|Turned up to eleven: Fair and Balanced|
Friday, January 18, 2002
Sami Al-Arian case. OpinionJournal mentions the story with striking fairness (they express ambivalence over the firing). I have to say that I am quite disturbed by this case, especially the comments I heard from the administration's lawyer on NPR today. His claim was that academic freedom is restricted to the field of study that a professor might teach, and that statements made outside that realm are subject to administrative scrutiny, and may be grounds for termination.
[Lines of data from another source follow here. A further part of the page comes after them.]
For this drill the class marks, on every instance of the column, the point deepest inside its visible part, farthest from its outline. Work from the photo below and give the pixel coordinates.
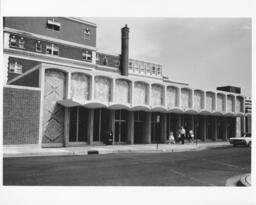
(130, 125)
(66, 125)
(214, 128)
(163, 121)
(90, 126)
(225, 130)
(203, 128)
(112, 122)
(147, 137)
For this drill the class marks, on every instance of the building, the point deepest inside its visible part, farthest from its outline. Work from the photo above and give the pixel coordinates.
(60, 91)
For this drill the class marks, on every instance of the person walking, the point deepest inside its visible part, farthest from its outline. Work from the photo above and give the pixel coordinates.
(183, 134)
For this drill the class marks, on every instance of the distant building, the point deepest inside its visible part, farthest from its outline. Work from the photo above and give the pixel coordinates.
(60, 91)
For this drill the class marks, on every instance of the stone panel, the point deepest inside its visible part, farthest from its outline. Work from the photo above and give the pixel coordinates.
(185, 98)
(140, 93)
(54, 90)
(172, 97)
(220, 103)
(80, 84)
(102, 89)
(156, 95)
(198, 100)
(122, 92)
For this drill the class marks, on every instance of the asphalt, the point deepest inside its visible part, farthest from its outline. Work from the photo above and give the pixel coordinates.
(207, 167)
(32, 150)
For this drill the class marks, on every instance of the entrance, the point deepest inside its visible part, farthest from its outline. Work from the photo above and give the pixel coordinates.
(100, 125)
(78, 119)
(139, 126)
(121, 126)
(155, 127)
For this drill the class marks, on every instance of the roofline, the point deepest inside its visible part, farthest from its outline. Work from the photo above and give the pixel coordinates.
(76, 19)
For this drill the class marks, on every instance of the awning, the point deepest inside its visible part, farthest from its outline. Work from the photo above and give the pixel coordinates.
(68, 103)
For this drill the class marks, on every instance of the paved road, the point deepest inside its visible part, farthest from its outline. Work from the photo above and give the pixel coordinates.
(210, 167)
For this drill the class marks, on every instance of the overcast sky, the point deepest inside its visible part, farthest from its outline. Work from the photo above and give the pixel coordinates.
(204, 52)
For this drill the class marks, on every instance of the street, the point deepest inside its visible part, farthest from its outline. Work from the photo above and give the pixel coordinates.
(211, 167)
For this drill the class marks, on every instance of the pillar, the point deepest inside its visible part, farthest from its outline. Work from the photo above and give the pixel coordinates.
(66, 125)
(225, 130)
(214, 128)
(130, 130)
(112, 122)
(163, 122)
(90, 126)
(147, 137)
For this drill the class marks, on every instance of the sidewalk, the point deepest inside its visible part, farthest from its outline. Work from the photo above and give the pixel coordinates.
(32, 150)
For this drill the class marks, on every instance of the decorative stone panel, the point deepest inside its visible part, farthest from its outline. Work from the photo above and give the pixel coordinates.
(220, 102)
(198, 100)
(186, 98)
(156, 95)
(102, 89)
(209, 101)
(239, 104)
(80, 84)
(54, 90)
(172, 97)
(230, 103)
(140, 93)
(123, 90)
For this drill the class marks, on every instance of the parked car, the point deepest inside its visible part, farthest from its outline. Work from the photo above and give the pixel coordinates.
(244, 140)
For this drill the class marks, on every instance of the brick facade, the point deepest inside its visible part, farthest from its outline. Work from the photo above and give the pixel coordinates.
(21, 111)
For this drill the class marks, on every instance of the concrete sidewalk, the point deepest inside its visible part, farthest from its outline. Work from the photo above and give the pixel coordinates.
(32, 150)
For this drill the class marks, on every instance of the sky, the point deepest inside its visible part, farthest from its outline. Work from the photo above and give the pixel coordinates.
(204, 52)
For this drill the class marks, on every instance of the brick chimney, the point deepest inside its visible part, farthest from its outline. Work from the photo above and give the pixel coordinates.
(124, 51)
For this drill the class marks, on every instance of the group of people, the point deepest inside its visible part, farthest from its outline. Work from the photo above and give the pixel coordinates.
(181, 136)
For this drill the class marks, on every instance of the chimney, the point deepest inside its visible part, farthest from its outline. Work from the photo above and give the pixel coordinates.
(124, 51)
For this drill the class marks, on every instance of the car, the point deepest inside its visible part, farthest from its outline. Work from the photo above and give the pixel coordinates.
(244, 140)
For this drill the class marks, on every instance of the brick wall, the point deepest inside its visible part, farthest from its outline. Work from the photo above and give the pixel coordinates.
(21, 108)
Because this professor made some inflammatory remarks IN 1988, and was involved in an Islamic studies center that apparently included the head of Islamic Jihad (Dr. Al-Arian claims not to have known this, and was investigated and cleared by the FBI), he was terminated. I am not fond of Dr. Al-Arian's views (he is stridently anti-Israel), but it seems to me that this restriction on academic freedom is exceedingly dangerous. I have seen very little reporting on this, in the mainstream press or blogs. This case seems to me to be the flip side of the same coin as the Orange County Community College professor Ken Hearlson, whose case was quite well documented and covered (for those who don't know, he was suspended for anti-Muslim remarks that it was alleged that he made in the aftermath of 9/11; audiotapes later made clear that he made no such remarks, and he was eventually reinstated). As an aside, I found 26 articles discussing the Hearlson case on Lexis-Nexis, and ~125 on Sami Al-Arian, most from Southeast (Florida) sources. So why doesn't the Bloggy-verse cover this story? Must be that famous liberal bias!! Actually, the lack of coverage of Hearlson could be construed as liberal bias, but I am pretty sure that it was well covered in T.V. and radio (I heard it on NPR). The Al-Arian case, well covered in Florida, hasn't gotten much play anywhere else, IMHO. It certainly hasn't provoked very many impassioned defenses of Dr. Al-Arian's right to say things that we don't agree with.